Eighth grader Russell Skibinski, of Frankfort, got the idea from his teacher Renee Grady but then kept pestering principal Tricia Dotson until it got underway. Russell’s brother George, a seventh-grader, was equally psyched about the idea and helped with the effort.
“We started broadcasting sports during the COVID pandemic first and eventually built up to the studio,” Russell said. “I know want to pursue a career in broadcasting. I like learning how the studio works and enjoy practicing and learning as much as I can about broadcasting and the studio.”
The new studio space at the school includes green screens, cameras, lights and other production equipment. More than 60 students are involved in various roles — operating the cameras and teleprompter, and broadcasting the news.
Music teacher Dave Wonder, who sponsored the studio along with STEM teacher Kathryn Allison, said the idea began as an audiovisual club, but the equipment wasn’t acquired and up and running until recently. The school’s Education Foundation funded the effort and the administration was a big supporter, Wonder said.
He researched the idea of a studio and visited Bourbonnais Upper Grade Center, which had livestreaming capability. He also visited James Hart Middle School in Homewood, where students use their studio to create Panther TV, which is where he got the idea for the name Tiger TV. Wonder teaches an 8th grade Music and Video Production class and plans to use the lab for projects.
“Mrs. Grady was the one who really got these students interested in livestreaming,” Wonder said. “Once we were able to start the AV club, those students took leadership roles.”

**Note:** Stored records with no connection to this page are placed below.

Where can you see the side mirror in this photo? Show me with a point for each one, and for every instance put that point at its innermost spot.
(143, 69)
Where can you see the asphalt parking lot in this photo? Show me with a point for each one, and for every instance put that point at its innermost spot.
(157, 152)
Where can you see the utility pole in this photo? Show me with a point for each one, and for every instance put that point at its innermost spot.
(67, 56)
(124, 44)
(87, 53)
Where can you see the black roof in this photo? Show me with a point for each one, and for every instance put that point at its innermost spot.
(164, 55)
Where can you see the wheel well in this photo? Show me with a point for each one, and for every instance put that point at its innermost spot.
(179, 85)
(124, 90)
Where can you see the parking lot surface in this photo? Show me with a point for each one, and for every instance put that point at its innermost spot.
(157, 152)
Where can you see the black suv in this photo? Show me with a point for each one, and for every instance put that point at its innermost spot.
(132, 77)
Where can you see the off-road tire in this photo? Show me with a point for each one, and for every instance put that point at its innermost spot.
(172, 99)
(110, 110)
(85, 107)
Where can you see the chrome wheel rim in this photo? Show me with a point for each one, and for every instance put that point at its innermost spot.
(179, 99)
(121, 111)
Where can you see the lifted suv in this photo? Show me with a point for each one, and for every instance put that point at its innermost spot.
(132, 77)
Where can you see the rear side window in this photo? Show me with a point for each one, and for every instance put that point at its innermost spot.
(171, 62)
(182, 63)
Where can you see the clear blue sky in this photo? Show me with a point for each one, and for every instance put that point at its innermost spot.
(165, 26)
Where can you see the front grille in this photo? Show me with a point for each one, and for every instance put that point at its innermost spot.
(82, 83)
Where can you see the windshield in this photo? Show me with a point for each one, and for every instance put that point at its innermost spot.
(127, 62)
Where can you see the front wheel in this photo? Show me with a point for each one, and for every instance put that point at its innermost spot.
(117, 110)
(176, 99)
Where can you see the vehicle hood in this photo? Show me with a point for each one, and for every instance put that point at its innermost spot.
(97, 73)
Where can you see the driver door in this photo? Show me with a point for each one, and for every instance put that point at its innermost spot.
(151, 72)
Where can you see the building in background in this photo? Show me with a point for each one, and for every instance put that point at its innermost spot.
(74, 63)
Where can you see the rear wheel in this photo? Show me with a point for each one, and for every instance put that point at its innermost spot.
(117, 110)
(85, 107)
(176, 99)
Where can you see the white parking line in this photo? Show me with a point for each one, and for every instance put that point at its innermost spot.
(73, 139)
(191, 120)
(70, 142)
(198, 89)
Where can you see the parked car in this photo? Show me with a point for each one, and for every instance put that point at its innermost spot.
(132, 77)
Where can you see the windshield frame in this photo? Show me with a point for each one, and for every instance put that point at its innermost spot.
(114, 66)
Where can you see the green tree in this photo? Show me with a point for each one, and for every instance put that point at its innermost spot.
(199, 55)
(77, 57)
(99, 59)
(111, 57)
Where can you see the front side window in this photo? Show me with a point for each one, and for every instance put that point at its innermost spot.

The students broadcast news from the school, as well as fun features on student council, volleyball and special events for Valentine’s Day and Black History Month. There’s also a joke of the day where a teacher tells a joke, a teacher feature and science videos.
“We’re really proud of watching these kids create,” Wonder said. “They have to work as a team to create these live broadcasts.”
He and staff do a bit of editing on the broadcast but most of the work is student-led, he said.
And it’s not just benefiting the students with technical skills and team building, according to Wonder.
“I feel like it benefits the whole school because we have a unified message going on and people are able to see multiple aspects of our school at the same time,” he said. “It’s neat to hear all the things students are doing that some teachers don’t know.”
Principal Tricia Dotson, said the broadcast system has been an asset for the school.
“It has allowed us to bring awareness to the wonderful things going on each week at HCMS,” she said. “Students are taking leadership and pride in telling our story.”
Last year as a sixth grader, George Skibinski loved watching streams of volleyball and basketball and other events at the school when he couldn’t be there in person. Now, Tiger TV has given him a chance to share that love.
“I wanted to give the district’s friends and family from far away the chance to see their loved ones,” George said. “I think it’s important because it lets kids in the student body know what is happening and what has happened.”